En estos días secos, fríos y oscuros del fin de año, algunas empresas expresan su generosidad en la forma de un aguinaldo o una gratificación anual, y es común que con ese dinero extra muchos nos “demos un gustito” —y es que, ¿a quién no le gusta estrenar?—; pero, ¿te ha pasado que comprarte algo no te haga tan feliz como creías, que te invada el arrepentimiento —esa idea de que “no debiste haberlo hecho”— o, incluso, que te sientas culpable?
Uno pensaría que adquirir un nuevo bien material sería, de forma inequívoca, un hecho feliz y satisfactorio; pero cuando interviene nuestra mente, a veces pasa todo lo contrario. Psicólogos que estudian las motivaciones vinculadas a nuestro impulso de comprar y las reacciones que propicia el adquirir algo nuevo han observado interesantes patrones en los que la autoestima, la percepción de abundancia o escasez económicas, y nuestras expectativas juegan un papel crucial en en el grado de felicidad que una compra nos genera.
Sobre la autoestima, en un artículo para Psychology Today, Max Alberhasky afirma que “cada vez que se nos presenta una oportunidad de compra, tenemos la oportunidad de tomar una decisión que puede cambiar nuestra identidad y la forma en que nos percibimos a nosotros mismos; ya sea en una compra grande e importante como un automóvil, o en una pequeña como una comida, nuestra identidad a menudo interviene para guiarnos hacia una opción que se adapte mejor a quienes creemos que somos”.

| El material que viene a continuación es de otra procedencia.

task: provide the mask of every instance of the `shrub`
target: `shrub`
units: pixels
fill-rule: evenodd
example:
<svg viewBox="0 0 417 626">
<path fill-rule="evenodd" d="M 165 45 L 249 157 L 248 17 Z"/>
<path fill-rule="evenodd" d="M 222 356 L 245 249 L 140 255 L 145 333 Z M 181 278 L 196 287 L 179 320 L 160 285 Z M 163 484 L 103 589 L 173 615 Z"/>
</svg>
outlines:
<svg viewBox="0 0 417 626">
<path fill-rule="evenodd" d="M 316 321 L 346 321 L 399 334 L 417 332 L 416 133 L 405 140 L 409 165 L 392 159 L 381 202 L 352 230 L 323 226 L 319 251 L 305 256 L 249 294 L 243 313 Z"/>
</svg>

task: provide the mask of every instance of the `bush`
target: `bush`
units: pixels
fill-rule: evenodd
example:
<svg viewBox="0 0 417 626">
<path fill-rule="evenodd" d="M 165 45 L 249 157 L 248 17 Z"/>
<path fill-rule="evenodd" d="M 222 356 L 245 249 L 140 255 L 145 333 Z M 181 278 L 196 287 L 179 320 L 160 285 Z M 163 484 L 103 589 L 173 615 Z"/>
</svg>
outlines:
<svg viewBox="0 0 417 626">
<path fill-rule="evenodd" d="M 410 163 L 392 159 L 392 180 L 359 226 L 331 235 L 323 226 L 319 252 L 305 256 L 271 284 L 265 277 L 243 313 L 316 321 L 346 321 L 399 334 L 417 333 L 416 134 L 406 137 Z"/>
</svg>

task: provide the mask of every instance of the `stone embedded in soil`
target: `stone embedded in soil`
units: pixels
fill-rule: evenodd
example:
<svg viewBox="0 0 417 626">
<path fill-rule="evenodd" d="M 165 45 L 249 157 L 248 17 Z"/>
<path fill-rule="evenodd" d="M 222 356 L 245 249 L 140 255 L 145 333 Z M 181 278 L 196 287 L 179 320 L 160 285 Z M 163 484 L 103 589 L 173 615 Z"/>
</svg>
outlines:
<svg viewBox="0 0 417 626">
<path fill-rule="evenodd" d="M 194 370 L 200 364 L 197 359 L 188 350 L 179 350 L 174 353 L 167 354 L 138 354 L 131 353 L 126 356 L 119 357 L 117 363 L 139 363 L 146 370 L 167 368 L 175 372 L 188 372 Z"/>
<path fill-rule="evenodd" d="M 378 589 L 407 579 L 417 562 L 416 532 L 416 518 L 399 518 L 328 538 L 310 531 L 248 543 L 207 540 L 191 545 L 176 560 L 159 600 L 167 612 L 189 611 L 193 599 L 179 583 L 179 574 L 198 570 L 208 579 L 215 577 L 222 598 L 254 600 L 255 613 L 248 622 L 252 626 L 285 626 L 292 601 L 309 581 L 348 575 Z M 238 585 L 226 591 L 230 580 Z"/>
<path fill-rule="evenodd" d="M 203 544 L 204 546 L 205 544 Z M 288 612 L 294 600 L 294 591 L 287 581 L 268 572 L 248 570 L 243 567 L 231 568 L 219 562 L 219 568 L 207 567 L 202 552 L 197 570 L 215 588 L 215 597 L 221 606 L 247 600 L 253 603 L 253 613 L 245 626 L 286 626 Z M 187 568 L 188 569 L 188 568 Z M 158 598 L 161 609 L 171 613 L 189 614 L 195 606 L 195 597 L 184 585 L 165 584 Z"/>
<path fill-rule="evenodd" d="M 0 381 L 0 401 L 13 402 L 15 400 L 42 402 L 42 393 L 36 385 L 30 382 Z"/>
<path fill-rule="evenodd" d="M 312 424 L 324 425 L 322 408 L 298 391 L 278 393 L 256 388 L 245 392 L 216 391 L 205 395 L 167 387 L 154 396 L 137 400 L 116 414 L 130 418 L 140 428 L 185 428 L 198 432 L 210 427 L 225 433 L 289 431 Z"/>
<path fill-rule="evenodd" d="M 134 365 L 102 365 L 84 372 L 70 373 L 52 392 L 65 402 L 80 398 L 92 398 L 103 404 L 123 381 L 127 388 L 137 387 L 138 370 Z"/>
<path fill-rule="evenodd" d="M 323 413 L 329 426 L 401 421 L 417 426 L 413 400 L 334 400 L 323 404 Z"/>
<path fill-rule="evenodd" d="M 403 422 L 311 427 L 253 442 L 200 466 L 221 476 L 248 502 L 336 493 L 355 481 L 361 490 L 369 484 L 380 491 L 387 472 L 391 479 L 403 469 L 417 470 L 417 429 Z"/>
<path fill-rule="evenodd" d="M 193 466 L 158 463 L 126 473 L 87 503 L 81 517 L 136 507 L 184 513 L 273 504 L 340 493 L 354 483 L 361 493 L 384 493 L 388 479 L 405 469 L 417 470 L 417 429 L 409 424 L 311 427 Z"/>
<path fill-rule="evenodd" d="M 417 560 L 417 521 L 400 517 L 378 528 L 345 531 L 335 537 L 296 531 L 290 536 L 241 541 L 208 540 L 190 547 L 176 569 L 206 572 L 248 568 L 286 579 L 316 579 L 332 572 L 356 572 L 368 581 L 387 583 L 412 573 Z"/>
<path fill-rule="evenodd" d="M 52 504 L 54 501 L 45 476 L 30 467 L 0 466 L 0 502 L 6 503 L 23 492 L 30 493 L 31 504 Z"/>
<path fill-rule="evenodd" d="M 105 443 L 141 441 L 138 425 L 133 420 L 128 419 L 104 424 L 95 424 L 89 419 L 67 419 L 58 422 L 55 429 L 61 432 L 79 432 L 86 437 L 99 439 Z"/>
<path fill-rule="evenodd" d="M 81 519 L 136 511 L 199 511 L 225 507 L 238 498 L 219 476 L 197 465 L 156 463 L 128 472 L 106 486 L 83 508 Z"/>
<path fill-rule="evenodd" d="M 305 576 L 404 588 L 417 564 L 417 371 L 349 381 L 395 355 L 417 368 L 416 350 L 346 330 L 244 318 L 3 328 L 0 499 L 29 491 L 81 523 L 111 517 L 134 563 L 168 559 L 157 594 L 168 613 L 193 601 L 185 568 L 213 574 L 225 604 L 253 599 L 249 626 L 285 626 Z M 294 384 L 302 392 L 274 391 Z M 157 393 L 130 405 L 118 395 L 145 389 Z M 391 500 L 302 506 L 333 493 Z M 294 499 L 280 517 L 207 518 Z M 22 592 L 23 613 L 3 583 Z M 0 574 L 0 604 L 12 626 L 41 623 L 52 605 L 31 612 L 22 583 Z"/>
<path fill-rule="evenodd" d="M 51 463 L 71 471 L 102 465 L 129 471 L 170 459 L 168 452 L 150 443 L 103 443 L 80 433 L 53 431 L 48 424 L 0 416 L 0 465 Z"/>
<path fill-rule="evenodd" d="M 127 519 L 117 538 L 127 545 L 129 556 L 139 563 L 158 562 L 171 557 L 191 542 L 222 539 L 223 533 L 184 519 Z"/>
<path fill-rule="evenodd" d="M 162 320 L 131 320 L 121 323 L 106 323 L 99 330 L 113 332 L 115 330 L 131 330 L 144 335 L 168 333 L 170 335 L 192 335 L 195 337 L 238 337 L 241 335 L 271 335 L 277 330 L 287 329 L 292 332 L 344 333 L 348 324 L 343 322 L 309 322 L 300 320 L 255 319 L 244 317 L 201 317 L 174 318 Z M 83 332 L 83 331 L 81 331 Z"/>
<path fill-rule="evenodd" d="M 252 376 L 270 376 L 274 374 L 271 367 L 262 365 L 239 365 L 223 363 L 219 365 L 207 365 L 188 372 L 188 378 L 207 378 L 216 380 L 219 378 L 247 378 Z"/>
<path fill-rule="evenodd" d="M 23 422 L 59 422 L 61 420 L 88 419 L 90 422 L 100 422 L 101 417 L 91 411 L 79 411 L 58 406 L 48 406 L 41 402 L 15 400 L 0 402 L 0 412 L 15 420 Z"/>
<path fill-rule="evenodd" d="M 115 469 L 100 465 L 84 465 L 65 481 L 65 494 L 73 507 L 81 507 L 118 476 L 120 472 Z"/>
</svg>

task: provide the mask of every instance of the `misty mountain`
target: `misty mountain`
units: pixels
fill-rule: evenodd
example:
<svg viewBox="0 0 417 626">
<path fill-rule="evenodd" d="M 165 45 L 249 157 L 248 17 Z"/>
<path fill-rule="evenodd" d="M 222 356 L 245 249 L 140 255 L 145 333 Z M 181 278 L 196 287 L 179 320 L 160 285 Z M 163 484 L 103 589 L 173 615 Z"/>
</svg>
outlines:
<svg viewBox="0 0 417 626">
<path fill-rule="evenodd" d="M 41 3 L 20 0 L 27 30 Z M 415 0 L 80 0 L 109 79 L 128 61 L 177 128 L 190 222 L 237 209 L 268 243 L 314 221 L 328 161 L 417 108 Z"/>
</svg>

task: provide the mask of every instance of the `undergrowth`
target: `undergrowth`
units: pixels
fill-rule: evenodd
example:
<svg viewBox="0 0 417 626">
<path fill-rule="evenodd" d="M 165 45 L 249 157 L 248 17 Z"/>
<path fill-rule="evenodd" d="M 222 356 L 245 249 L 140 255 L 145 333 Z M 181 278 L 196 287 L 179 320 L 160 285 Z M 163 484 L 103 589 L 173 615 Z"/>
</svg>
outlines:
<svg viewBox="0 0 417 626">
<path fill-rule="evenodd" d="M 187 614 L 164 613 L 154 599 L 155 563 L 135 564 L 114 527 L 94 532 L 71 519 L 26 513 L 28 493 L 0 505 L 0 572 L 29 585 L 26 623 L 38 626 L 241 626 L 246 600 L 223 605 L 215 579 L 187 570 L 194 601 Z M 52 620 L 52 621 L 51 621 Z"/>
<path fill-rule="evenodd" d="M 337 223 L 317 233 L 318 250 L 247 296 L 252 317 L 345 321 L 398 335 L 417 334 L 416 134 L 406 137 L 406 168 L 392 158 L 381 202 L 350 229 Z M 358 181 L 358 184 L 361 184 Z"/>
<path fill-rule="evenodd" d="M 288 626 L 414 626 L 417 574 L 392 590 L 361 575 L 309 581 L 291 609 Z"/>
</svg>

En otras palabras, cada vez que estamos frente al anaquel del supermercado y elegimos el shampoo importado con extractos de plantas exóticas, avalado por una celebridad con un cabello espectacular —y que cuesta el doble de su versión económica—, una voz en nuestra cabeza parafrasea al comercial de tinte del siglo pasado al decir: “es un pequeño lujo, pero creo que me lo merezco”.
En estudios en los que se determinó el nivel de sana autoestima de un grupo de personas, se observó que aquellas con una pobre percepción de sí mismas tendían a comprar los artículos más baratos, aunque tuvieran la posibilidad de comprar algo más caro. Una conclusión de este hecho es que el bajo amor propio se expresa en la idea de “esto, y no más, es lo que merezco”; aunque no se descarta una compra razonada en la que se evalúa la necesidad real y la relación costo-beneficio del gasto… y se concluye que lo más sabio es no hacerlo.

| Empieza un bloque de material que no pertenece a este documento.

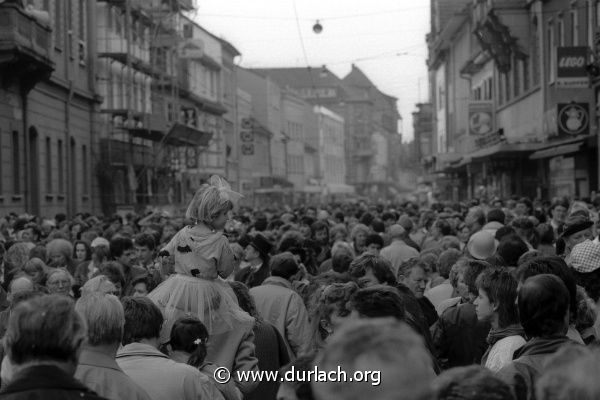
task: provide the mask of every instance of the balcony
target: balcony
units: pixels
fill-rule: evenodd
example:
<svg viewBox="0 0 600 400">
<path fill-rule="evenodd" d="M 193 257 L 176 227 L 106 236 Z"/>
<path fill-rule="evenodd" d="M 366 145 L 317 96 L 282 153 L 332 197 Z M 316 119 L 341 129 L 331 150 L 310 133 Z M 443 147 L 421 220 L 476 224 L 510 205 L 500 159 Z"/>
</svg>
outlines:
<svg viewBox="0 0 600 400">
<path fill-rule="evenodd" d="M 0 71 L 29 89 L 50 77 L 52 30 L 16 5 L 0 5 Z"/>
</svg>

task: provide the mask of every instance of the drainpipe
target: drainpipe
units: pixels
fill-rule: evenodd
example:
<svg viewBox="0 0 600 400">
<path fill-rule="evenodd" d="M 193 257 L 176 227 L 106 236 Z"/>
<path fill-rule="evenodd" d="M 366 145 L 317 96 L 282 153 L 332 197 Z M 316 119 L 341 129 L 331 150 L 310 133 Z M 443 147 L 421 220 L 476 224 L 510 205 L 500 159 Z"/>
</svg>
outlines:
<svg viewBox="0 0 600 400">
<path fill-rule="evenodd" d="M 31 178 L 30 178 L 30 174 L 29 174 L 29 168 L 31 167 L 31 160 L 29 159 L 29 130 L 27 129 L 27 126 L 29 125 L 29 110 L 28 110 L 28 102 L 27 102 L 27 93 L 28 90 L 24 89 L 22 87 L 23 82 L 21 82 L 21 87 L 19 88 L 20 90 L 20 94 L 21 94 L 21 104 L 22 104 L 22 120 L 23 120 L 23 138 L 24 138 L 24 146 L 23 149 L 25 150 L 25 157 L 24 157 L 24 161 L 25 161 L 25 168 L 24 168 L 24 178 L 25 178 L 25 184 L 23 187 L 23 194 L 24 194 L 24 205 L 25 205 L 25 212 L 29 213 L 36 213 L 38 210 L 32 210 L 31 209 L 31 205 L 33 204 L 33 199 L 31 198 L 32 193 L 30 189 L 30 185 L 31 185 Z M 19 179 L 19 177 L 17 176 L 17 179 Z"/>
<path fill-rule="evenodd" d="M 64 143 L 64 153 L 63 157 L 66 160 L 66 183 L 67 183 L 67 192 L 65 193 L 67 199 L 67 216 L 70 218 L 75 214 L 75 204 L 73 204 L 74 192 L 76 188 L 76 183 L 71 182 L 71 172 L 73 165 L 71 163 L 71 106 L 73 103 L 73 80 L 69 79 L 69 94 L 67 99 L 65 100 L 65 143 Z"/>
</svg>

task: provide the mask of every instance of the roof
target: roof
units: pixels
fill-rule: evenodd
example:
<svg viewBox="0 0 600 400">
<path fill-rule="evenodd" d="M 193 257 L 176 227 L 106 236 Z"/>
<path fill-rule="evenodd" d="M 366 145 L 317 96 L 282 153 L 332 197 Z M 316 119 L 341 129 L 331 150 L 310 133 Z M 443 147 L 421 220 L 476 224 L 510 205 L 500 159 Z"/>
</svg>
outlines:
<svg viewBox="0 0 600 400">
<path fill-rule="evenodd" d="M 344 77 L 343 81 L 352 86 L 375 87 L 367 75 L 354 64 L 352 64 L 352 70 Z"/>
<path fill-rule="evenodd" d="M 342 80 L 327 67 L 249 68 L 249 70 L 269 77 L 281 87 L 332 87 L 342 83 Z"/>
<path fill-rule="evenodd" d="M 230 54 L 232 54 L 234 57 L 236 56 L 241 56 L 242 53 L 239 52 L 238 49 L 235 48 L 234 45 L 232 45 L 230 42 L 228 42 L 227 40 L 223 39 L 223 38 L 219 38 L 219 40 L 221 41 L 221 45 L 223 46 L 223 49 L 227 50 Z"/>
</svg>

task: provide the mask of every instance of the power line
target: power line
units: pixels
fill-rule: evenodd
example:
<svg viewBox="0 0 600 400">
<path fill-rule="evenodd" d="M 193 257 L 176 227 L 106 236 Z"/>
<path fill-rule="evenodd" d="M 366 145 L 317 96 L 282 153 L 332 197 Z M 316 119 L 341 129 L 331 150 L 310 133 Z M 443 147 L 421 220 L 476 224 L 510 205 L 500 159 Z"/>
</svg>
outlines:
<svg viewBox="0 0 600 400">
<path fill-rule="evenodd" d="M 415 11 L 415 10 L 424 10 L 426 8 L 429 8 L 429 6 L 426 7 L 412 7 L 412 8 L 399 8 L 399 9 L 393 9 L 393 10 L 387 10 L 387 11 L 377 11 L 377 12 L 371 12 L 371 13 L 362 13 L 362 14 L 349 14 L 349 15 L 338 15 L 338 16 L 330 16 L 330 17 L 314 17 L 314 18 L 300 18 L 298 16 L 298 11 L 295 10 L 296 16 L 295 17 L 275 17 L 275 16 L 264 16 L 264 15 L 240 15 L 240 14 L 202 14 L 202 13 L 198 13 L 198 17 L 207 17 L 207 18 L 232 18 L 232 19 L 257 19 L 257 20 L 263 20 L 263 21 L 315 21 L 315 20 L 320 20 L 320 21 L 333 21 L 333 20 L 340 20 L 340 19 L 351 19 L 351 18 L 362 18 L 362 17 L 372 17 L 372 16 L 376 16 L 376 15 L 385 15 L 385 14 L 397 14 L 397 13 L 402 13 L 402 12 L 408 12 L 408 11 Z"/>
</svg>

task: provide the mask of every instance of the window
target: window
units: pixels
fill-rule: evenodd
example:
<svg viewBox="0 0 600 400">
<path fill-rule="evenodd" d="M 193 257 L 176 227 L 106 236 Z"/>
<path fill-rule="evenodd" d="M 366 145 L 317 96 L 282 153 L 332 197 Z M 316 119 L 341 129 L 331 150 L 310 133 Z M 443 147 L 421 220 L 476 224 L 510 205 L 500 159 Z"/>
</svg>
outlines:
<svg viewBox="0 0 600 400">
<path fill-rule="evenodd" d="M 504 98 L 506 101 L 509 101 L 511 98 L 510 95 L 510 73 L 505 73 L 504 75 Z"/>
<path fill-rule="evenodd" d="M 504 103 L 504 74 L 498 74 L 498 104 Z"/>
<path fill-rule="evenodd" d="M 525 57 L 521 60 L 521 65 L 523 66 L 523 91 L 528 91 L 530 87 L 530 79 L 529 79 L 529 58 Z"/>
<path fill-rule="evenodd" d="M 73 3 L 71 1 L 65 2 L 67 4 L 66 10 L 66 19 L 67 19 L 67 51 L 69 52 L 69 57 L 73 58 L 75 53 L 73 52 Z"/>
<path fill-rule="evenodd" d="M 513 96 L 521 94 L 521 61 L 513 57 Z"/>
<path fill-rule="evenodd" d="M 593 48 L 594 46 L 594 2 L 588 0 L 587 2 L 587 41 L 588 46 Z"/>
<path fill-rule="evenodd" d="M 52 141 L 46 138 L 46 193 L 52 193 Z"/>
<path fill-rule="evenodd" d="M 78 24 L 77 24 L 77 36 L 79 37 L 79 40 L 84 40 L 86 38 L 86 15 L 87 15 L 87 8 L 86 8 L 86 0 L 79 0 L 79 18 L 77 20 Z"/>
<path fill-rule="evenodd" d="M 21 193 L 21 151 L 19 148 L 19 132 L 12 133 L 12 175 L 13 193 Z"/>
<path fill-rule="evenodd" d="M 548 78 L 549 82 L 554 82 L 556 77 L 556 37 L 554 32 L 554 23 L 552 21 L 548 22 L 548 49 L 546 54 L 548 54 L 548 60 L 546 60 L 546 65 L 549 65 L 548 70 Z"/>
<path fill-rule="evenodd" d="M 81 169 L 81 171 L 83 171 L 83 194 L 88 194 L 90 179 L 88 176 L 88 154 L 86 145 L 81 146 L 81 162 L 83 164 L 83 168 Z"/>
<path fill-rule="evenodd" d="M 58 193 L 63 194 L 65 192 L 65 167 L 64 167 L 65 155 L 63 153 L 62 140 L 58 141 L 57 158 L 58 158 Z"/>
<path fill-rule="evenodd" d="M 557 38 L 558 46 L 565 45 L 565 20 L 562 16 L 558 17 L 558 32 Z"/>
<path fill-rule="evenodd" d="M 540 35 L 537 18 L 533 18 L 531 30 L 531 77 L 533 86 L 540 84 Z"/>
<path fill-rule="evenodd" d="M 579 45 L 579 13 L 577 12 L 577 9 L 572 9 L 569 12 L 569 19 L 570 19 L 570 28 L 571 28 L 571 43 L 573 43 L 573 46 L 578 46 Z"/>
<path fill-rule="evenodd" d="M 54 0 L 54 26 L 52 32 L 54 33 L 54 47 L 58 49 L 63 48 L 63 2 Z"/>
</svg>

Detrás de esta actitud prudente y conservadora con el dinero a menudo se encuentra la idea de estar “apretado” económicamente, sin importar si está fundamentada en hechos —por ejemplo, si perdiste el empleo— o si se trata de una mera percepción —como cuando un gasto imprevisto te deja con menos efectivo para gastar, pero tus gastos fijos están bien cubiertos—. Cuando estás en ese trance y “te das un gusto”, es probable que en lugar de sentir placer te invada una desazón y pensamientos recurrentes del tipo “Habría sido mejor ahorrar”.
Recuerdo que durante los años de mayor sequía en el freelance, recibí un pago y, por una vez en la vida, decidí regalarme unas vacaciones en la playa. Y aunque compré los boletos y reservé el hotel con seis meses de antelación, cuando llegó el momento de estar frente al mar no pude evitar recriminarme largamente por haber “despilfarrado” una suma que me habría dado para el súper y la renta de tres meses. Así, la felicidad de irme a la playa resultó ensombrecida por la culpa y la idea constante de la escasez material que me esperaba en casa.

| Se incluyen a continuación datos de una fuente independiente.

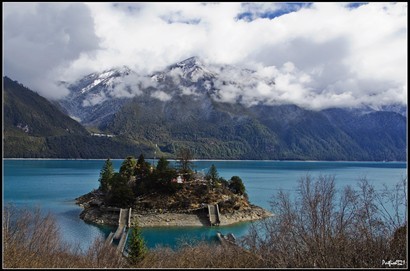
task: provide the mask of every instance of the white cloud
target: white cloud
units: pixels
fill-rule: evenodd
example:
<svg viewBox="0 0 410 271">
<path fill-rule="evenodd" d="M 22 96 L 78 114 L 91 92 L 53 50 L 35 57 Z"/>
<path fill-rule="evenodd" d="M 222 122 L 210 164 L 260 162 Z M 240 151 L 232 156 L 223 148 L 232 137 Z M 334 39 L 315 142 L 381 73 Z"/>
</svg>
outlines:
<svg viewBox="0 0 410 271">
<path fill-rule="evenodd" d="M 168 75 L 171 76 L 174 84 L 178 85 L 181 82 L 181 77 L 184 75 L 184 72 L 181 68 L 173 68 L 169 71 Z"/>
<path fill-rule="evenodd" d="M 93 20 L 80 3 L 4 3 L 5 75 L 52 99 L 68 90 L 58 76 L 98 48 Z"/>
<path fill-rule="evenodd" d="M 179 89 L 181 90 L 182 95 L 200 96 L 200 94 L 196 92 L 196 89 L 194 87 L 180 86 Z"/>
<path fill-rule="evenodd" d="M 102 102 L 107 100 L 107 96 L 104 92 L 99 92 L 97 94 L 90 94 L 87 98 L 83 101 L 83 106 L 94 106 L 97 104 L 101 104 Z"/>
<path fill-rule="evenodd" d="M 154 91 L 153 93 L 151 93 L 151 97 L 152 97 L 152 98 L 155 98 L 155 99 L 158 99 L 158 100 L 160 100 L 160 101 L 162 101 L 162 102 L 169 101 L 169 100 L 171 100 L 171 98 L 172 98 L 171 95 L 169 95 L 169 94 L 163 92 L 162 90 L 156 90 L 156 91 Z"/>
<path fill-rule="evenodd" d="M 218 81 L 224 101 L 291 102 L 316 109 L 407 103 L 407 3 L 3 7 L 5 74 L 39 92 L 42 87 L 40 93 L 49 97 L 64 94 L 53 79 L 73 80 L 122 65 L 147 74 L 196 55 L 209 64 L 256 70 L 249 82 L 229 71 L 222 75 L 221 80 L 241 82 Z M 113 95 L 139 94 L 133 84 L 117 88 Z"/>
<path fill-rule="evenodd" d="M 111 97 L 132 98 L 141 95 L 143 89 L 156 87 L 156 82 L 150 77 L 130 73 L 126 76 L 115 78 L 111 87 Z"/>
</svg>

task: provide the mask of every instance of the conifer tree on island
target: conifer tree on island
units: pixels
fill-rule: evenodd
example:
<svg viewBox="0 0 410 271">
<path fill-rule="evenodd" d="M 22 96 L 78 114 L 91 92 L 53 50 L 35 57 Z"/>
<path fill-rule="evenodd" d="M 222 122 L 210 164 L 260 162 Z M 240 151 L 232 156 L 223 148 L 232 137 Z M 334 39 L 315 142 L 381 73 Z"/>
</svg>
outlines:
<svg viewBox="0 0 410 271">
<path fill-rule="evenodd" d="M 216 181 L 219 178 L 218 171 L 216 170 L 216 166 L 214 164 L 211 165 L 209 168 L 208 174 L 206 175 L 206 178 L 212 181 Z"/>
<path fill-rule="evenodd" d="M 108 158 L 105 161 L 104 166 L 100 171 L 100 178 L 98 180 L 100 182 L 100 189 L 103 192 L 107 192 L 109 190 L 110 181 L 113 175 L 114 175 L 114 167 L 112 165 L 110 158 Z"/>
<path fill-rule="evenodd" d="M 111 190 L 108 194 L 110 204 L 120 208 L 128 208 L 135 199 L 135 194 L 128 185 L 126 176 L 114 173 L 111 178 Z"/>
<path fill-rule="evenodd" d="M 242 179 L 238 176 L 233 176 L 229 182 L 229 188 L 235 194 L 245 195 L 245 185 L 242 182 Z"/>
<path fill-rule="evenodd" d="M 121 164 L 120 174 L 123 175 L 127 180 L 130 180 L 130 178 L 135 175 L 136 165 L 137 161 L 135 161 L 135 158 L 133 156 L 128 156 Z"/>
<path fill-rule="evenodd" d="M 138 157 L 137 165 L 136 165 L 136 174 L 142 178 L 146 177 L 151 169 L 150 163 L 145 161 L 144 155 L 141 154 Z"/>
<path fill-rule="evenodd" d="M 157 164 L 157 170 L 159 172 L 165 172 L 168 170 L 168 167 L 169 167 L 169 161 L 165 159 L 164 157 L 161 157 Z"/>
</svg>

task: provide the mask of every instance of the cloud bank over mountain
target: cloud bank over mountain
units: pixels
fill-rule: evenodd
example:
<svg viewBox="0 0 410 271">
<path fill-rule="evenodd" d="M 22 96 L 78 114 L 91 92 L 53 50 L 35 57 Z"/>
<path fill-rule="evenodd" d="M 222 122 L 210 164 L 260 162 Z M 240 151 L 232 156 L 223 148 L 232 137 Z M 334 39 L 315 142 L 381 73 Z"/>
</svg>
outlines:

En el otro lado de la moneda están emociones como la alegría o el júbilo después de la compra, las cuales a menudo derivan en un proceso de racionalización —la justificación mental positiva de por qué sí fue una buena decisión y de por qué te lo mereces— y desembocan en satisfacción y reafirmación de la autoestima. Concluimos que la felicidad no proviene del objeto ni de su valor monetario, sino del grado en que te sientes merecedor de él y de cuán prudente u oportuna crees que fue tu decisión de compra. O sea, de aprobarte y aprobar tu acción.
Son curiosos los mecanismos psicológicos de deseo y recompensa que se activan con las compras. Por un lado, tenemos un bombardeo mediático y una sociedad que incita al consumo, a la definición del ser a partir del tener y del merecer, y a una noción de éxito asentada en lo material; por otro, hay elaboraciones mentales en las que la propia valía se cuenta en pesos —o dólares— y en el cumplimiento de las expectativas de otros; también está la justa idea de que “para eso trabajamos” y, por último, tenemos a la creencia velada de que satisfaciendo nuestros deseos, comprando y teniendo cosas es como se alcanza la felicidad.
Todo un embrollo. Quizá por eso a veces uno termina abrumado, confundido, confrontado y, lo peor… otra vez regalándose calcetines en Navidad.